Fijar e interiorizar la llegada ayuda mucho. Imagina que ya lo has hecho, has conseguido tus resultados y estás repasando mentalmente cómo ha ido todo, cada kilómetro, cada zancada durante esas horas te han llevado a la línea de meta, todo ese esfuerzo ha cobrado sentido.

Estos y muchos pensamientos como estos ayudan muchísimo a que desaparezcan esos miedos. El repaso mental y la manera en que planteamos nuestros objetivos es crucial para marcar el resultado. La mente es una parte importantísima en el corredor de resistencia, ya sea triatleta, maratoniano o de montaña y nosotros debemos de trabajarla y controlarla a la perfección. Siempre debemos de tener claros cuáles son nuestros objetivos y hacia dónde queremos dirigir nuestra energía. Estas acciones nos harán rendir al 100%. Visualiza continuamente tus éxitos. Si puedes imaginarlos, puedes conseguirlos.

Para que todo esto cobre sentido, anula cualquier tipo de mala sensación de tu mente y piensa en los entrenamientos que has llevado a cabo para conseguir tus objetivos. Y es aquí donde está la clave: la motivación y la pasión con la que afrontaremos los días, semanas y meses que nos llevarán a dar lo mejor de nosotros mismos.

Debemos estar motivados en cada entrenamiento. El deporte es un escape de las rutinas y vaivenes que nos da el día a día y jamás debería de causarnos estrés, malestar o problemas familiares, sociales y demás. Debemos de trabajar la conciliación entre nuestra mente y nuestro músculo. Una vez conseguido esto ya estaremos preparados para lo que pueda venir en el futuro.

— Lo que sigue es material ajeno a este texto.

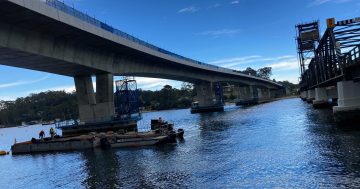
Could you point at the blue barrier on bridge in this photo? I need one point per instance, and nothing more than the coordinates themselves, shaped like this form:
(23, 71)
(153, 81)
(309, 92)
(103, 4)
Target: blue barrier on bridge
(86, 18)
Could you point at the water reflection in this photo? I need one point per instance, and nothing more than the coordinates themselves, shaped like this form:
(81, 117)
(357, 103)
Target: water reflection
(285, 144)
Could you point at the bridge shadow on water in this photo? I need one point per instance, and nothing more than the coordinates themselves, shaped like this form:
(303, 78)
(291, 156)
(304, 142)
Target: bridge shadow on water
(336, 145)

En una carrera no dejes nada para el final. Planifica los detalles de la prueba. Perfil, kilómetros, desnivel, temperatura, reparto de avituallamientos y prepara tus cosas el día antes de la competición. Prepáralo todo sin olvidar nada y haz múltiples repasos mentales como si estuvieses esperando para salir y pensaras en cada cosa que vas a ir necesitando.

En los minutos previos a la carrera, céntrate en lo que toca. Calienta, trabaja tu mente situándote en competición. La hora de salida es muy importante, nos va a indicar cómo queremos empezar la prueba. No te dejes llevar por los que salen disparados y luego se estancan o hincan el pico. Sé consciente de tus ritmos y umbrales, tus marcas, tu zona de esfuerzo y trabajo, no el resto. Intenta no dejar que te saquen de punto. Marca tu propio ritmo y fluye durante los primeros kilómetros, ya tendrás tiempo de sufrir.

Ya está todo preparado. Mirada al GPS. Cabeza limpia de pensamientos raros y es el momento de la cuenta atrás. Ahora solo estáis tú y tus pasos sobre la zona de juego. Es hora de fluir. ¡Ya!